# Meeting Birth Parents - How did you find it?



## MummyElf (Apr 11, 2013)

Just looking for experiences in this regard from those who have done it. The BPs didn't bother to show when we went last time during contact with our daughter, and now SS are trying to arrange another meeting as we are having our son placed very soon.

How did you find it? What sort of things are you supposed to ask / talk about? We're not particularly comfortable with it but we are doing it for our children (if BPs turn up this time) so that we can say we met the BPs. 

Thanks x


----------



## aaa is a MUMMY (Oct 13, 2009)

We met bm and her dad. We were beyond anxious it was both positive and negative.  It enabled us to see how bm had ended up in the situation she was in her dad was so unsupportive and took every opportunity to be little her. We actually said to sw at the end of it we wanted to take her home with us and help her sort things out was  
The negative was bm has so got bubba eyes and I found that quite hard cause up until that point she actually loomed like us and had dh eyes and for a long while after I couldn't look at bubba with out seeing bm. I don't now.

Questions um from memory we asked why she named her bubba, what did she like doing as a child. Bm asked us what she was doing was she talking walking etc. It then actually turned into an easy chat about a little girl who we all loved. We had a photo taken with her and gave bm a hand print which we had framed for her.
The following week we found out she was contesting adoption order and that really felt like a kick in the stomach but can understand with the passing of time why she did it.

Hope that helps. I do think I find it easier talking about her to bubba having met her.


----------



## MummyElf (Apr 11, 2013)

Thank you aaa - that does help. Geographically we're not that far apart so meeting them does make me a bit uncomfortable, and we know from ******** that they have links to our area and may well visit from time to time. It's highly unlikely they'd be anywhere near our little village but if we were to be in the closest town shopping, it could happen. We know what they look like from ******** so have already accepted when pixie gets her looks from, but sometimes when I look at her I can see birth parents and that's tough, although when I told a new friend recently that she is adopted she laughed because she said she'd always thought how much pixie looks like me.

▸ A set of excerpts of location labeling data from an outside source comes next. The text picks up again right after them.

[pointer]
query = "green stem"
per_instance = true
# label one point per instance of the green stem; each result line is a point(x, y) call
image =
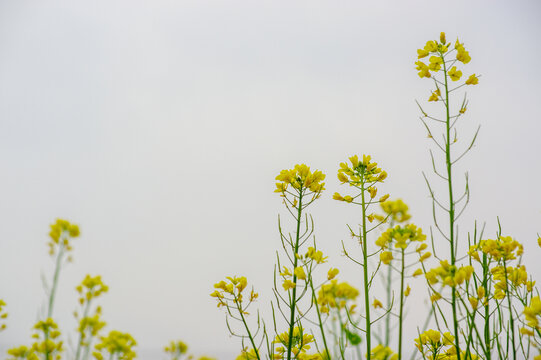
point(58, 265)
point(487, 309)
point(320, 323)
point(294, 292)
point(81, 333)
point(511, 321)
point(451, 205)
point(388, 318)
point(365, 272)
point(400, 318)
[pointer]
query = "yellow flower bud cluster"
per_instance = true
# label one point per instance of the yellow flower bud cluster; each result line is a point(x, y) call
point(117, 345)
point(382, 352)
point(439, 51)
point(247, 355)
point(363, 175)
point(22, 352)
point(432, 344)
point(335, 295)
point(230, 292)
point(401, 236)
point(449, 275)
point(504, 248)
point(300, 344)
point(516, 277)
point(62, 231)
point(3, 315)
point(91, 288)
point(533, 313)
point(300, 178)
point(176, 349)
point(396, 210)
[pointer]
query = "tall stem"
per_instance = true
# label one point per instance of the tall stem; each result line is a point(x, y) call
point(365, 272)
point(451, 204)
point(320, 323)
point(295, 261)
point(400, 318)
point(239, 308)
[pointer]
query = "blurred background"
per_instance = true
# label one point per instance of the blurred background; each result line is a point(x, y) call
point(159, 128)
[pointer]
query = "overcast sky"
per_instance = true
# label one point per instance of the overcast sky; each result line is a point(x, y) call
point(159, 126)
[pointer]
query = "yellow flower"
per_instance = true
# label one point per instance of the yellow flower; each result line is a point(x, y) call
point(435, 63)
point(472, 80)
point(418, 272)
point(423, 69)
point(288, 284)
point(435, 95)
point(386, 257)
point(299, 272)
point(332, 273)
point(462, 55)
point(455, 74)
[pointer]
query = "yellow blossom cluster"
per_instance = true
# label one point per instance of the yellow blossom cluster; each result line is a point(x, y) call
point(62, 231)
point(395, 210)
point(402, 237)
point(47, 337)
point(335, 295)
point(175, 349)
point(503, 248)
point(3, 314)
point(533, 313)
point(91, 288)
point(91, 325)
point(516, 277)
point(117, 344)
point(440, 57)
point(232, 291)
point(300, 178)
point(382, 352)
point(432, 344)
point(449, 275)
point(315, 255)
point(22, 352)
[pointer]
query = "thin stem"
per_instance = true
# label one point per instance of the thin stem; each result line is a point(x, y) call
point(365, 272)
point(295, 260)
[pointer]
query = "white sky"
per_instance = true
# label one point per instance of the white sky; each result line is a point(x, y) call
point(159, 128)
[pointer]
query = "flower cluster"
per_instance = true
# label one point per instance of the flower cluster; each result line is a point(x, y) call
point(335, 295)
point(3, 314)
point(503, 248)
point(47, 337)
point(300, 178)
point(117, 345)
point(62, 231)
point(440, 57)
point(433, 345)
point(231, 291)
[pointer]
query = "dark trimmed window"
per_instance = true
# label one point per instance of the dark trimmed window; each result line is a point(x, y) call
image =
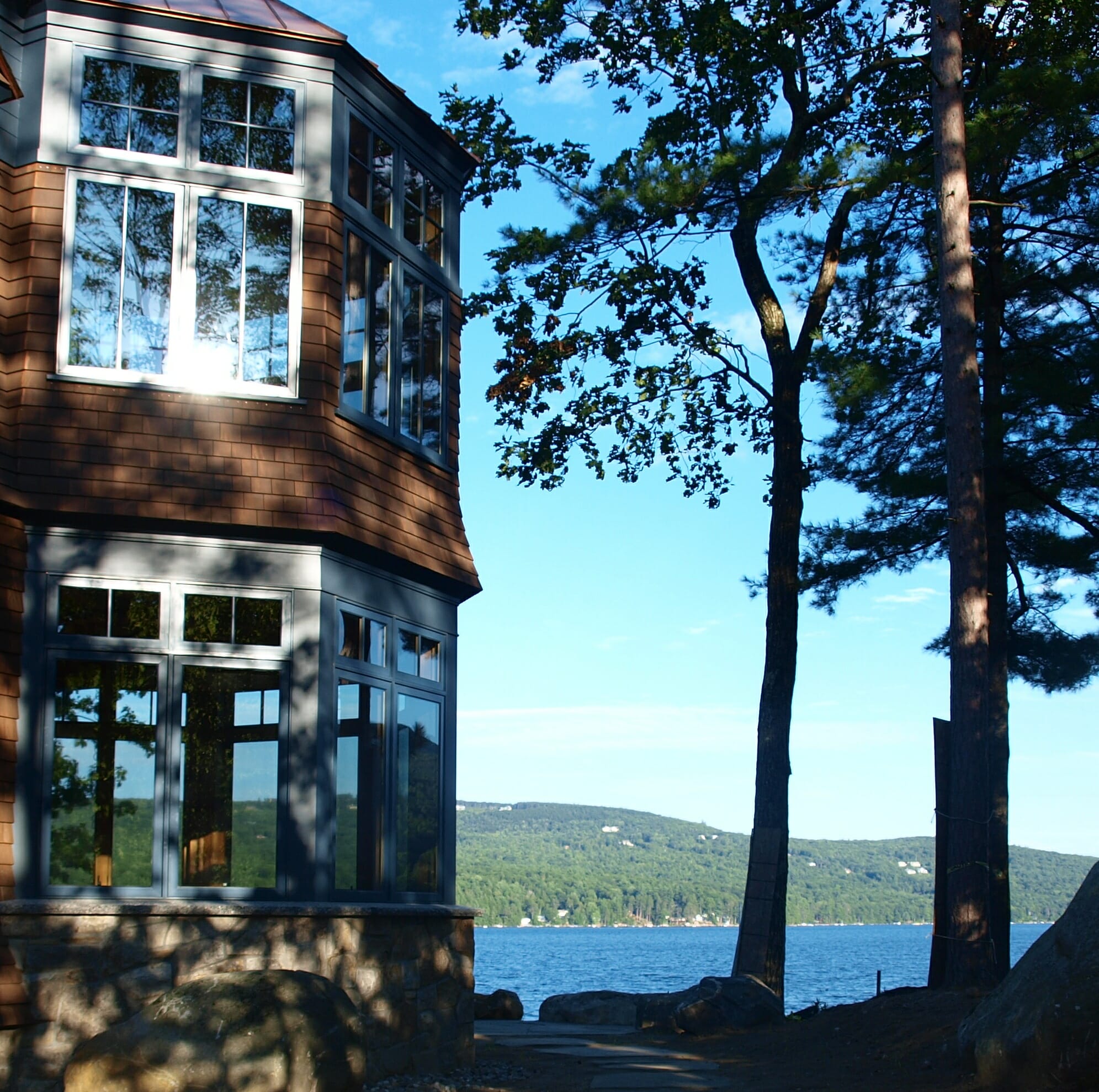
point(247, 124)
point(370, 171)
point(130, 107)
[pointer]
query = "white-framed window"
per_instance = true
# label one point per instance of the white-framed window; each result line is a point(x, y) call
point(394, 344)
point(186, 286)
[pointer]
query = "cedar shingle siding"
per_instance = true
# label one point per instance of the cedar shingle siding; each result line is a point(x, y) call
point(92, 452)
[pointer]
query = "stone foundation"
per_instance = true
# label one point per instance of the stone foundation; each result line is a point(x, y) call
point(87, 965)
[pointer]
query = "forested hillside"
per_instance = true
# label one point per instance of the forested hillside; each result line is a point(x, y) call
point(537, 860)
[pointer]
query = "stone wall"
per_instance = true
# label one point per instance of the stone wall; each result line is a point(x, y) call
point(87, 965)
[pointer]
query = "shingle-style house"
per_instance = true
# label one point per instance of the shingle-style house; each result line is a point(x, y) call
point(231, 547)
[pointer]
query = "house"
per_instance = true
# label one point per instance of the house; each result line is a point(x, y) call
point(231, 545)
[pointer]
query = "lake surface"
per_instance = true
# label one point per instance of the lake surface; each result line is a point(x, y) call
point(831, 964)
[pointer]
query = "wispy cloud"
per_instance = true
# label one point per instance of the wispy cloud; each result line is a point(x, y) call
point(912, 596)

DH is so reluctant to meet them and I know why, having 'researched' them thoroughly on ******** and received more of the history I too am pretty reluctant....it would have been easier to have done it at the start of pixie's contact than months on when things are so settled.


----------



## SummerTilly (Aug 14, 2013)

Thank you for this topic - nothing to note from my own experiences yet, but this is something I will follow with interest and contribute to when I am able. 

SummerTilly x


----------



## Wyxie (Apr 10, 2013)

I've tried to meet with bm twice now but sadly she didn't show up.  I don't think she'll meet with us now unless she gets pregnant again or splits from current partner.  Both my children have a strong resemblance to her in looks.  Given how alike they are and that they have different biological fathers I imagine they also get something of their cheeky smiles, and identical sulks from her too.  They get their colouring from their respective biological fathers, but that aside they are incredibly alike even for siblings.  They don't look much like either of us, although more like hubby than me.  That hasn't ever bothered me.  I'd would really like theoopportunity to meet her.  Hope it goes well.  She's not much more than a child herself really, and I do have some sympathy for her, although I don't think that excuses how she failed my children and there's also some anger there at times.


----------



## Flash123 (Jan 29, 2006)

We haven't met little mans birth family and we def won't have the option too but we have photos of them in his life story book. It was so strange seeing them both. I think in my mind I had demonised them but when I saw his mum it broke my heart. She ws nothing but a girl herself, and looking at her photo when she had just given birth to our son it could have been any one of my friends lying in the hospital bed. It was a scene i have seen so many times before - yet with a happier ending for the birth mother. His dad was another thing completely, nothing prepared me for that!!! I didn't demonise enough! Our little man looks nothing like either of them and I can't help but wonder where he gets his looks from because he and his sister are so uncannily alike. 


It's funny mummy elf isn't it, my friends and family say I couldn't have given birth to a baby that looked more like me and dh's family think he's the spit of him. It's funny what people see xxx


----------



## MummyElf (Apr 11, 2013)

It's true - birth parents, mums particularly, often have the most tragic of tales and I very much bear that in mind because pixie's birth parents do have a terribly sad story...but having said that, the way they failed pixie's siblings and would have failed her given the opportunity is pretty inexcusable. As always with birth parents (I worked in care for years) they think they are the victims, not the children who suffered at their hands.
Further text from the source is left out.